A local church is in trouble and running out of options.
It is a place residents can turn to when they are down on their luck or in need during the Flint water crisis. But now it's turning to the public in its time of weakness.
The Lincoln Park United Methodist Church said the economy has dealt a massive blow to some of its members and it's having a hard time making ends meet.
That could mean big problems for the facility, which for years has made sure underprivileged community members could get a hot meal from their kitchen.
The church's role has become even more critical as of late - serving as a hub for thousands to find clean bottled water and supplies as Flint works through the water crisis.
"The lives of people have changed and they don't think of church like they used to," said Ira Wells, trustee.
Wells said it's a problem larger than Lincoln Park United Methodist Church with declining membership and finances in disarray.
"And the church is going to go down because that's our resources," Wells said.
Lincoln Park isn't just a resource to its members. It also plays a larger role in Flint.
People flock to the church's soup kitchens daily for free meals and it also serves as a distribution center for bottled water as the city grapples with the ongoing water crisis.
Now the congregation is in need of resources of its own to stay afloat.

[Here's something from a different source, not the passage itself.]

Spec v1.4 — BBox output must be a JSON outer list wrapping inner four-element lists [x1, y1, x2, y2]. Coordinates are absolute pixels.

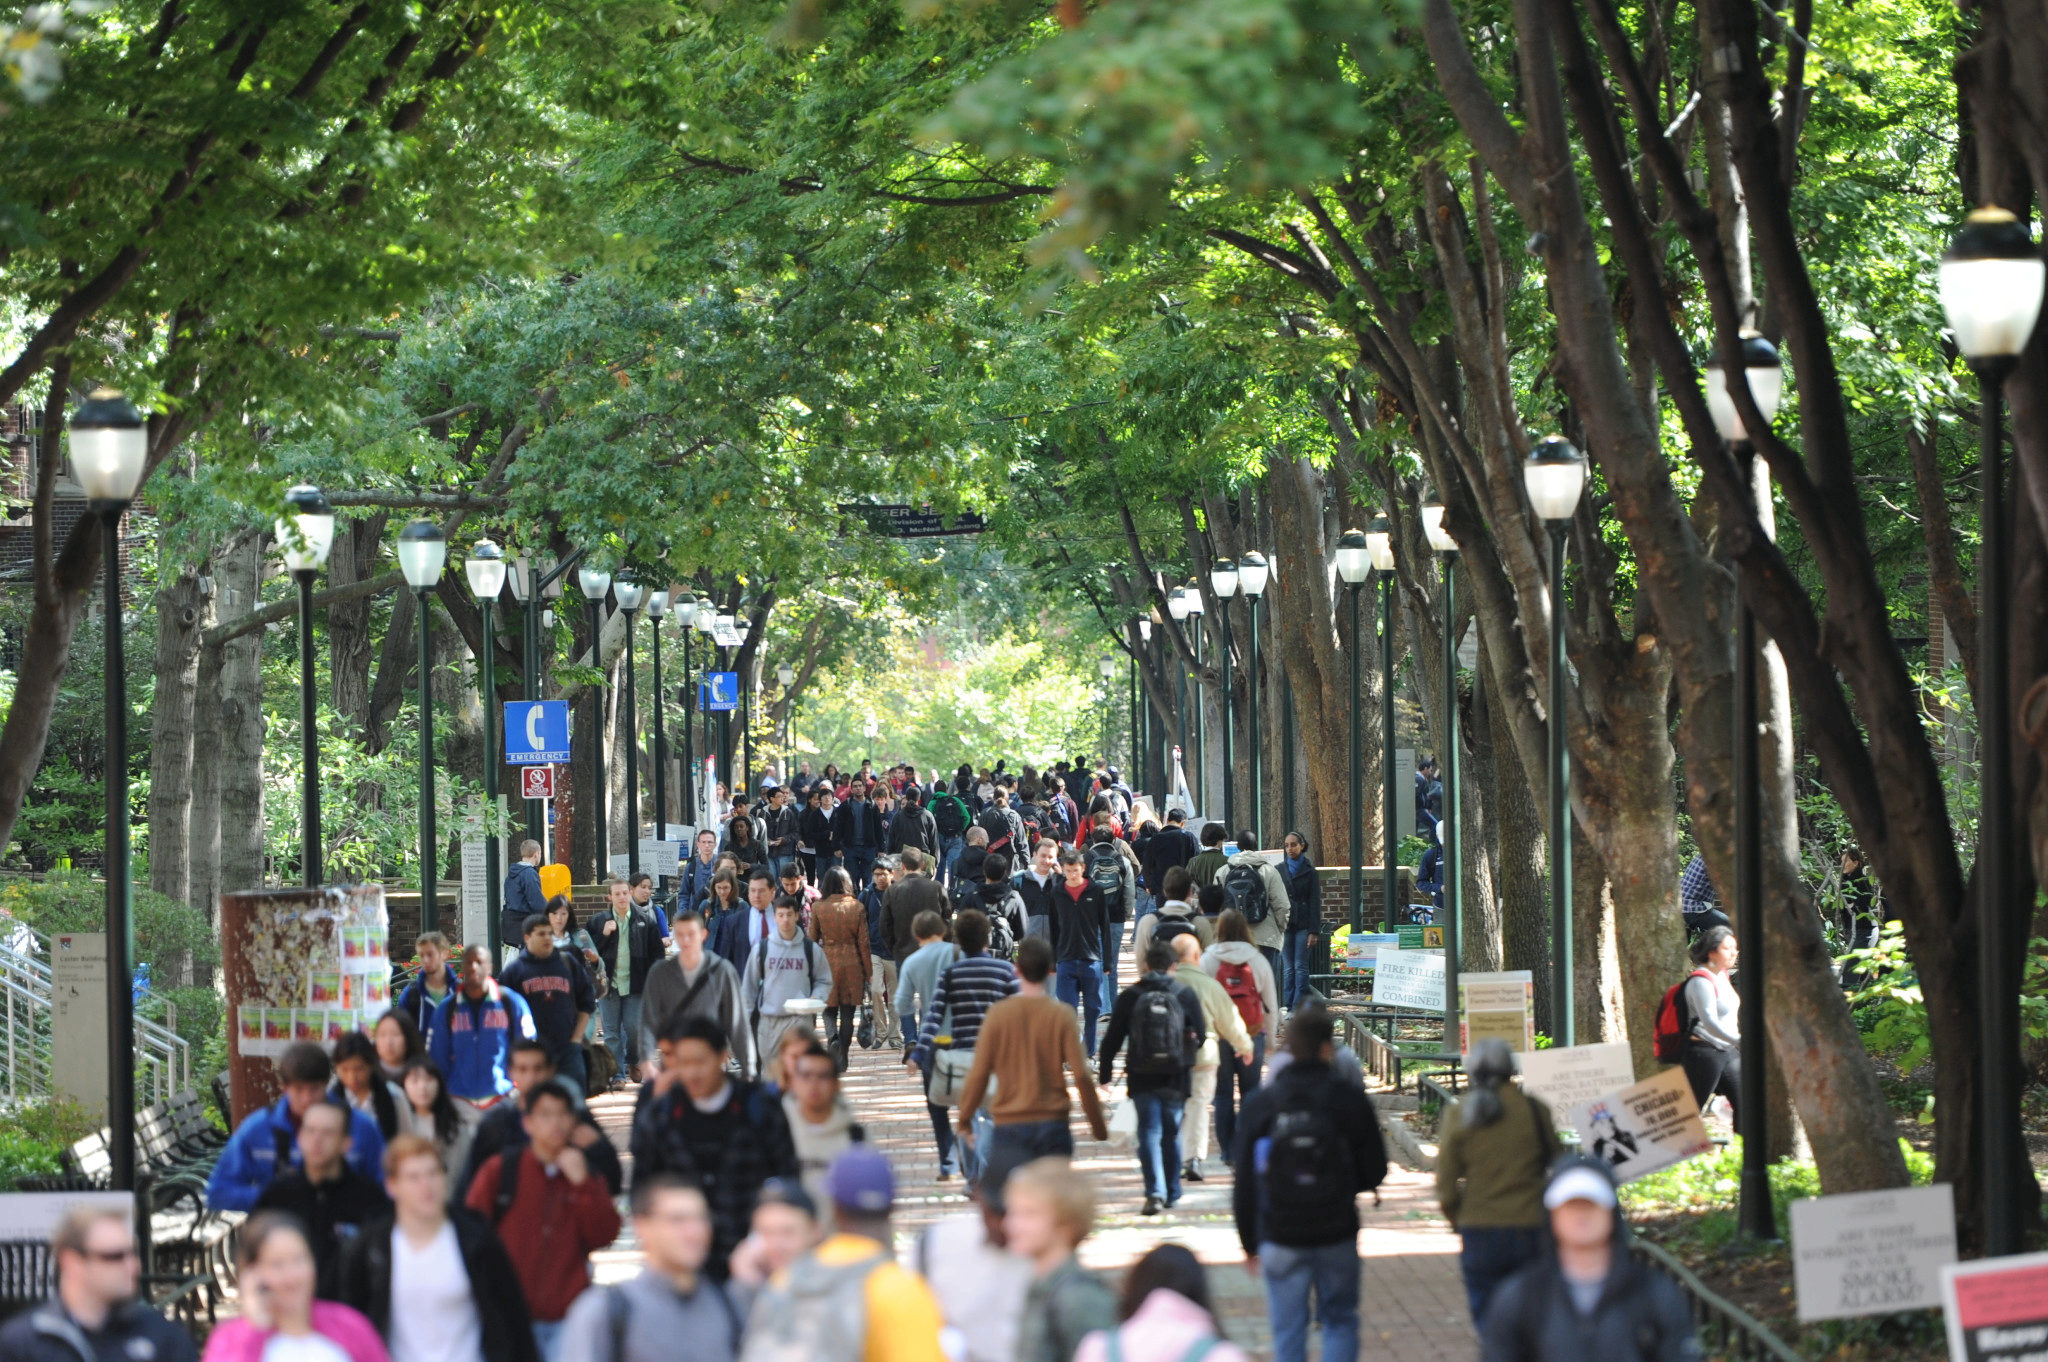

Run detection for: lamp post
[[1238, 552, 1269, 843], [1939, 206, 2045, 1257], [1167, 590, 1191, 808], [277, 485, 335, 886], [647, 591, 670, 850], [1098, 656, 1119, 765], [1422, 500, 1462, 1040], [716, 612, 737, 795], [397, 521, 449, 932], [1523, 437, 1587, 1046], [1336, 531, 1371, 933], [579, 566, 613, 874], [1211, 559, 1239, 831], [465, 540, 508, 958], [1704, 330, 1786, 1241], [509, 553, 536, 845], [675, 593, 698, 825], [615, 578, 645, 876], [1365, 520, 1398, 933], [695, 603, 718, 810], [72, 387, 148, 1192], [1136, 617, 1152, 796], [1183, 580, 1206, 815], [778, 662, 796, 769]]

"And I think the fabric of the churches in America is like that," Wells said.
Lincoln Park was one of the first churches to provide resources to residents in need.
Now it has a simple ask of its community.
"On Sunday mornings at 11 o'clock come and see and hear the word and then make your own decision," Wells said.
When Wells joined the congregation five years ago the church was growing. It has since struggled to attract new families living through the water crisis.
With help from the state and Catholic charities it continues to provide food and water to residents, but it needs help to keep going.
"God is not dead. He's still alive. He will provide for us and bring us back to where we need to be," Wells said.